For a few months now, gamers have not been able to avoid the much-criticized topic of NFTs – the business with virtual images and game assets is expanding more and more. Peter Moylneux’s new game Legacy is all about NFTs and virtual land sold for a record $50 million.

At least with Stalker 2 you listened to the angry fans and rowed back with your NFT plans. Nevertheless, the train keeps rolling inexorably. Company bosses even believe in a kind of ‘gaming pension’.

A game developer now speaks out on a very special topic on Twitter: the cross-game items as NFTs. Because they are extremely unrealistic for several reasons.

Why Assets Don’t Work as NFTs

The discussion was sparked by none other than musician and Linkin Park guitarist Mike Shinoda. He wanted to initiate a discussion about NFTs in games on Twitter and said: “In-game items are basically just NFTs that cannot be sold or transported from the game to another. But what if you could?”

The tweet received numerous replies, including from major developers who spoke out against the idea. Game artist Delaney King deals with the topic in detail and explains why comprehensive game assets as NFT should remain a fantasy.

King worked on Dragon Age, Civilization 4, and Dungeons & Dragons Online, among others, for which she has been creating assets for many years.

In her thread, she explains the problem using a sword. In Mortal Combat, for example, this sword would have a number of virtual anchor points that link it to a character’s costume at the correct points, and a hitbox that defines the dimensions of the sword.

If you were to transport that to Among Us, all the work on the item would be useless. It would have to be converted to 2D, get a new art style and the entire file format would not be readable in Among Us.

If you wanted to move the sword, which can summon the original sea monster, to Minecraft, you would again have to ask yourself: What properties does it have here?

Can you use it to control dolphins? Same thing in Valheim: can we use it on sea monsters here? If so, the game would break because sea monsters are extremely valuable and the balance would be completely off balance.

King explains that assets always »have a balance in the context of the game« and consist of numerous components such as meshes, textures, shaders, anchor points, hitboxes, collision data, sound data, animations, animation graphs, particle systems, particle spawn points, file folders, destroyed variants, incomplete variants and icons.

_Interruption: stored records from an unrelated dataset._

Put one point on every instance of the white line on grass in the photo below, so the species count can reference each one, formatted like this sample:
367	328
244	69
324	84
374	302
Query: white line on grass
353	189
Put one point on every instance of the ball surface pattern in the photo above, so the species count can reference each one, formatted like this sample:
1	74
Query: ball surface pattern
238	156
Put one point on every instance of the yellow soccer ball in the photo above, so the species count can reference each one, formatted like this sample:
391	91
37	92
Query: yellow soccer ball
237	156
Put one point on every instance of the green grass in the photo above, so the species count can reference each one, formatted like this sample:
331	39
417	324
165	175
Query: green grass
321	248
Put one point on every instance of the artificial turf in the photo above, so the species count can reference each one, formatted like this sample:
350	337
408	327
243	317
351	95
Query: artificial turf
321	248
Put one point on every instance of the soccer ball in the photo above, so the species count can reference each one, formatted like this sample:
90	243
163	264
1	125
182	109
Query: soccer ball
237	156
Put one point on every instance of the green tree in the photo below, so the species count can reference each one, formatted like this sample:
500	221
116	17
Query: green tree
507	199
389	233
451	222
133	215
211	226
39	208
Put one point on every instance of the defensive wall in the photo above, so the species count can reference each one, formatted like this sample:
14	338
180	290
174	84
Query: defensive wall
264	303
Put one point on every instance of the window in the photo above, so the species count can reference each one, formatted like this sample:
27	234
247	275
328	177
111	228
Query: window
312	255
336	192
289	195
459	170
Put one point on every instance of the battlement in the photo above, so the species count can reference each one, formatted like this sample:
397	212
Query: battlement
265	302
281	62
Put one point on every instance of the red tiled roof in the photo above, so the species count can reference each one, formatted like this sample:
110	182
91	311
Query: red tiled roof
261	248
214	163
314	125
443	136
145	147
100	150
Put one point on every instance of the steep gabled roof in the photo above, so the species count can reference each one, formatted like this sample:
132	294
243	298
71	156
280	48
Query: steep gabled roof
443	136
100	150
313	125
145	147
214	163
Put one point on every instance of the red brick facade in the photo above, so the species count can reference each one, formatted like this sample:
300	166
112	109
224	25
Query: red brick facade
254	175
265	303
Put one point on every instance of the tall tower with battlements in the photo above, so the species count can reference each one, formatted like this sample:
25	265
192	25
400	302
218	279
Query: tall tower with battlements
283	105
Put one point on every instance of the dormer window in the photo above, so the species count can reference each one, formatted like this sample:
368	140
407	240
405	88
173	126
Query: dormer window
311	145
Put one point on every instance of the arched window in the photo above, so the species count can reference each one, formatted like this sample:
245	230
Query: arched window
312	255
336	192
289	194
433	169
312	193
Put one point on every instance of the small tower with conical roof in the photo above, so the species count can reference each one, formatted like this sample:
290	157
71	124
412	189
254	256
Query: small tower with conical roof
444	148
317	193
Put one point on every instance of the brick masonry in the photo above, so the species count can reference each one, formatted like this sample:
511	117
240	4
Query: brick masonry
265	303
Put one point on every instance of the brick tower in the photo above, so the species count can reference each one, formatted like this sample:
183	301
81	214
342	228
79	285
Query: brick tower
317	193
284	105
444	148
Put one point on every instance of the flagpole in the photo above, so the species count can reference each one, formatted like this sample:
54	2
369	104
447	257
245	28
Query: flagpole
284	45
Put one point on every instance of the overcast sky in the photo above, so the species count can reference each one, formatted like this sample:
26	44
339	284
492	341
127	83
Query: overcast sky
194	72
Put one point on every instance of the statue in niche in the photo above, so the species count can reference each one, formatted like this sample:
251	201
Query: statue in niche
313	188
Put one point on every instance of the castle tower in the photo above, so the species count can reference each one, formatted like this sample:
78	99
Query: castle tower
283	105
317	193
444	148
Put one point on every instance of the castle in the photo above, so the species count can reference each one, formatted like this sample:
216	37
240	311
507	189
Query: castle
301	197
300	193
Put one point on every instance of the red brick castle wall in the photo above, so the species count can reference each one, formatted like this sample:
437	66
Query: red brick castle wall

This means that it can take months to correctly integrate an asset into a game.

Trying to coordinate it with other games and other development studios around the world would result in a nightmare. According to King, it would be impossible to factor that in and still get any form of value for his theoretical NFTs. The implementation alone would cost many millions of dollars and cause lasting damage to the environment.

Under her thread, King received encouragement from numerous developers and people from the game industry. The future of NFTs in games remains uncertain at first, but the topic will almost certainly stay with us for a while – recently Ubisoft was the first major publisher to introduce NFTs in its games.